It is difficult to move from one political party to another. A huge chunk of the electorate votes for the same party at every election, regardless of policy. It is particularly hard to make a change when you used to be an MP, with longstanding members as friends, not to mention your history with the party and electoral success garnered over decades.
Advancing such a change has been in gestation for several years. In part, it is about policies but these, quite literally, come and go. The real drivers are values, and how they inform policymaking and behaviour. Politics is not an exact science. As Otto von Bismarck famously said: “Laws are like sausages, it is better not seeing them made.” But we do need to know, whatever happens behind the scenes, that the reference point for a politician is a set of values, referred to in choppy conditions as well as smooth.
For me, advancing the national interest, promoting life fulfilment, enhancing and protecting individual freedom, and applying the rule of “good” law through consensus are values worth fighting for. Let me briefly examine each one.
First, the national interest: basically, making sure the UK is prosperous, cohesive, secure and internationally respected. In my view, Brexit – literally in any form – is likely to be at odds with the national interest but, since the referendum, obsessive party interest (Conservative and Labour) has prevented the emergence of a workable plan.
While I recognised the referendum result and, with a heavy heart, voted for Article 50, I hoped the government would be more respectful of the national interest. But from the ill-fated general election campaign of 2017 onwards, this was increasingly subordinated to party concerns. It is important to stress this is not just about the act of leaving the European Union but the signals this action sends about the sort of country the Conservative Party now wants to shape.
Turning to life fulfilment, I believe strongly in a need to reform our education system. My time as chair of the Education Committee and, subsequently, chair of the Commission on Sustainable Learning for Life, Work and a Changing Economy were both platforms where I celebrated education but also promoted my belief in reform and extra resources.
I link economic productivity with social mobility, believing it to be a shocking waste of human talent not to provide properly for every young person. I want to be a member of a party which has the character and capacity to sort this out.
Priorities for education should include a real boost for the further education sector as well as properly identified pathways towards different employment options, an end to blunt league tables system supported by a refocus on a broader curriculum, meaningful action to tackle regional disparities and the well-known rural/coastal challenges, and, crucially, a more linear approach from toddlers to lifelong learning.
Protecting and enhancing individual freedom might be considered a Conservative value, but this is also about rights and, above all, how we treat people, including immigrants. The days when Edward Heath could invite thousands of Ugandan Asians to the UK to save them from Idi Amin’s persecution and then highlight their contribution to our economy and society are, seemingly, well over within the Conservative Party. Today the Windrush scandal stands as a symbol of the Conservative approach to treating individuals.

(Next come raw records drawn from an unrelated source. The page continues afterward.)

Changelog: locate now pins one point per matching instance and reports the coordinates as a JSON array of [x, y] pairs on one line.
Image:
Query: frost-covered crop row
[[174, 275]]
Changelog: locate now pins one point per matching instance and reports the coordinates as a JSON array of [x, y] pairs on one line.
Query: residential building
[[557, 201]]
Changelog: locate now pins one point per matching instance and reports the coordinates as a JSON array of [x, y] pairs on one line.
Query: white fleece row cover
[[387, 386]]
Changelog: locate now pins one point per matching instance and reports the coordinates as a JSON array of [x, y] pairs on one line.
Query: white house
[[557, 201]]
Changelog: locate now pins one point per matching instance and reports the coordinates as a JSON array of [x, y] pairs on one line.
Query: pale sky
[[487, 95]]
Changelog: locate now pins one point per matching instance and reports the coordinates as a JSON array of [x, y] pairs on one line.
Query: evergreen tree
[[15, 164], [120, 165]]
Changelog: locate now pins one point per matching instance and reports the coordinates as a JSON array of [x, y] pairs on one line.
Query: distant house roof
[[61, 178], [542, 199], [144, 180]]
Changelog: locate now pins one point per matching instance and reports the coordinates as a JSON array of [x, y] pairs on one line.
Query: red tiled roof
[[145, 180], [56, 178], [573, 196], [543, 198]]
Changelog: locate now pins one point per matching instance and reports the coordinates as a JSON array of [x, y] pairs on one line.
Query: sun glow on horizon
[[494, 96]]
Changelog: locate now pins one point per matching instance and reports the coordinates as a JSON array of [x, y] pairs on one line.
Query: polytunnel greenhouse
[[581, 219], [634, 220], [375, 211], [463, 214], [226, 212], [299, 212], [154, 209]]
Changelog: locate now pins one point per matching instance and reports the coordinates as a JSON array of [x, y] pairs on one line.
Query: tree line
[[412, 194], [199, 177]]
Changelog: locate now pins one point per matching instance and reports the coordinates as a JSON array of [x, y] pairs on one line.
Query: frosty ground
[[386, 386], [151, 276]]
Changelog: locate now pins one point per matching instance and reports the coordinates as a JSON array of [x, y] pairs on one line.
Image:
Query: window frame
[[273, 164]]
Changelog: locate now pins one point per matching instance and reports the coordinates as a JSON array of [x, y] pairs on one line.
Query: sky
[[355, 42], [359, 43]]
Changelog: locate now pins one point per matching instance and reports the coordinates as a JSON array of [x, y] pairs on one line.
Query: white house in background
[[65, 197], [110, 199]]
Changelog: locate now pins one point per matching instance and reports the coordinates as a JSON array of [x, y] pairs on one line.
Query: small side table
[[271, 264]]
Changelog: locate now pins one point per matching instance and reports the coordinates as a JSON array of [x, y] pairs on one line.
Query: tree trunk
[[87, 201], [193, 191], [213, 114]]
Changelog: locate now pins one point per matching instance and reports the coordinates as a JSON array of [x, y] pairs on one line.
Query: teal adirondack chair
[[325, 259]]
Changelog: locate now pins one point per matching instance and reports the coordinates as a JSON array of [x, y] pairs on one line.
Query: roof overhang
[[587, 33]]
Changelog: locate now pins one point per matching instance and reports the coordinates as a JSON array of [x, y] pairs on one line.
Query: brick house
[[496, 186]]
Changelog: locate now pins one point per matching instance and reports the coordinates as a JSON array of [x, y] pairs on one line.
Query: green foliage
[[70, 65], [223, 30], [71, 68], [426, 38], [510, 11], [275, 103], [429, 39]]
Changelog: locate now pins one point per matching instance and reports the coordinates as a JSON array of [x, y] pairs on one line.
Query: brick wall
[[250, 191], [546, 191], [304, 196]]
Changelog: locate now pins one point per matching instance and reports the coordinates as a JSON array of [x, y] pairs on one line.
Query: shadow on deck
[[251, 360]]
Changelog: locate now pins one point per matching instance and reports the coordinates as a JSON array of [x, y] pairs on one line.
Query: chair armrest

I am committed to representative democracy and the rule of law. At heart, I am a pluralist – I see the rich variety of attitudes and cultures as a good thing. It is about consensus, engagement and openness, attitudes that should define our political processes. This is already a hallmark of the Independent Group.
I have decided to register as a supporter of the Independent Group. I do so because my values matter to me and I think I can fight for them more effectively if I make this change.